The week before, I'd been helping two Spanish friends prepare for their English exams, by organising an English "immersion" week.  David's work takes him abroad a great deal, including almost a year in Bosnia.  I asked him what he missed most about Spain when he was over there.  He waved his hands and rattled off "the usual things" such as his family, the sea, the football and the sunshine.  Then he thought seriously.  "Truly?" he said .... "What I missed most, out of everything that Spain means to me, is the long lunch-time."  He wasn't being flippant.  Every afternoon his thoughts turned to Spain and he knew that people were closing their shops, leaving their offices, and going to spend a comfortable two or three hours chin-wagging over some beers and some tapas, relaxing, and forgetting about day-to-day problems or the economic crisis.  The long lunch summed up, for him, the lifestyle he missed when abroad.

It doesn't really matter what it is.  But it seems to me that regardless of where we are, a little part inside us will be forever England.  When it does pop up, it surprises me.  I couldn't be less of a flag-waving patriot in the usual sense.  I'm not a monarchist.  I'm generally against wars and empires.  Maybe distance brings it out more strongly.  A friend and I read some English poetry at a "Proper English Tea Party" I organised during David and Jose's English immersion week, and hearing that most English of lines "Yet stands the church clock at ten to three?  And is there honey still for tea?" read in an impeccable English accent, twisted something in my stomach (I don't think it was the cucumber sandwiches) and I felt a dampness behind the eyes.

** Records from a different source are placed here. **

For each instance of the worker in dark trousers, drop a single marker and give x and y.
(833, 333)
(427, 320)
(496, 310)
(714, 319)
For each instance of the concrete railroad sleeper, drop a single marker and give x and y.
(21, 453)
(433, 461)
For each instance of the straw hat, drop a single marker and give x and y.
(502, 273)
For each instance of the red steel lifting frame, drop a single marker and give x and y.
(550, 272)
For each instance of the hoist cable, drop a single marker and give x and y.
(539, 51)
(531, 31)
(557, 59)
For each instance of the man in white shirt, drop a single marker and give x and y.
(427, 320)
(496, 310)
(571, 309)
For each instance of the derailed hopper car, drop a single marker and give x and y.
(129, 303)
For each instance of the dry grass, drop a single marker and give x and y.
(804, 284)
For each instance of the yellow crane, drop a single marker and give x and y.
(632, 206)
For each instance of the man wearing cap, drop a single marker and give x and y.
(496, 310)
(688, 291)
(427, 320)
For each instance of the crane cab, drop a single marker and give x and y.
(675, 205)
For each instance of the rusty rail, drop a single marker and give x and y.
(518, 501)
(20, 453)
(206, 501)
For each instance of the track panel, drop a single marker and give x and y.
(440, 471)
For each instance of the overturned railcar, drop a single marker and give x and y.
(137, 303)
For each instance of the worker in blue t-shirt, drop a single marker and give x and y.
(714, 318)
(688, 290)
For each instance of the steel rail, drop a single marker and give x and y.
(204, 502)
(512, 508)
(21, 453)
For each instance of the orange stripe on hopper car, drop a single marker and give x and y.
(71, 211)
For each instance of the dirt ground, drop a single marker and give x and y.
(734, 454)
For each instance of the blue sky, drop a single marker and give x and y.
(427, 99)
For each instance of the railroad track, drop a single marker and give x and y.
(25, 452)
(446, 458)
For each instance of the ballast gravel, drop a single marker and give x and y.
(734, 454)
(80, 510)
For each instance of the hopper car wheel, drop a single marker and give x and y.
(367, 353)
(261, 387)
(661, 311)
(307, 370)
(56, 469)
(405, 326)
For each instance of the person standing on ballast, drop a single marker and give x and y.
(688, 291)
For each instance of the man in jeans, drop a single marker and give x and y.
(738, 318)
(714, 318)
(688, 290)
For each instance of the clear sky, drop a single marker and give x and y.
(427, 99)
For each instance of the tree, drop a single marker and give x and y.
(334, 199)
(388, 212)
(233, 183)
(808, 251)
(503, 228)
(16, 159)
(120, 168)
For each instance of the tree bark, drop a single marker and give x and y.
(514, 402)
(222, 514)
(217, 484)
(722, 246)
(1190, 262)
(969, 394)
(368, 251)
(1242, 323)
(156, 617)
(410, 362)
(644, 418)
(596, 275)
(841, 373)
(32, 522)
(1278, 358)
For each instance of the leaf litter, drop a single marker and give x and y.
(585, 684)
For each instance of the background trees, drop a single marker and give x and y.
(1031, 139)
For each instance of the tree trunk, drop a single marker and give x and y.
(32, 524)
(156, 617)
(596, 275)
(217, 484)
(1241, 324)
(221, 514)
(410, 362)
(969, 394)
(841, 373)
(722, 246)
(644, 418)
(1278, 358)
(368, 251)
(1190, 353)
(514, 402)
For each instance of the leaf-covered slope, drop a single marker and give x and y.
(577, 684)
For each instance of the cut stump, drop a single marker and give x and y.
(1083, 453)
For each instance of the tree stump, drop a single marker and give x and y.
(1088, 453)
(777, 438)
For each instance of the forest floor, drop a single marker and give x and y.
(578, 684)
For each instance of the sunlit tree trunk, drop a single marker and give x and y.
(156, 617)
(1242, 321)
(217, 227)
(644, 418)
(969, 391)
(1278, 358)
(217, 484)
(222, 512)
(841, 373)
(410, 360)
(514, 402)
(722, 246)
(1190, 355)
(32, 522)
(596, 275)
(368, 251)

Right now it feels dangerous to think about patriotism or nationalism.  It smacks of "Britain First", UKIP and the other far-right groupings.  But like it or not, it seems that the plight of an unknown family who just happened to be born on the same tiny island group as me, triggered something that cannot be buried completely however European I feel and however much I support ideas of One World and one human race.  For David, in an unimaginably uncomfortable situation in Bosnia, his mind wandered to the bars of Málaga and people taking their time over their lunch.  And for me, what keeps me rooted is the knowledge that thanks to Rupert Brooke the church clock will always stand at ten to three, and yes, there IS honey, still, for tea.
 

 

©  Tamara Essex 2014                                                                                                   www.twocampos.com

 

THIS WEEK'S LANGUAGE POINT:

Subtle differences in past conditionals -

Si hubieran escuchado la radio esta mañana, sabrían que podría llover esta tarde, ¿verdad?   - If they had listened to the radio this morning, they would know that it may rain this afternoon, wouldn’t they?

This SEEMS to me to be more commonly-used in Spain.  Though more natural to me (translating from English instead of thinking directly in Spanish) would be to say:

Si hubieran escuchado la radio esta mañana, habrían sabido que podría llover esta tarde, ¿verdad?   - If they had listened to the radio this morning, they would have known that it may rain this afternoon, wouldn’t they?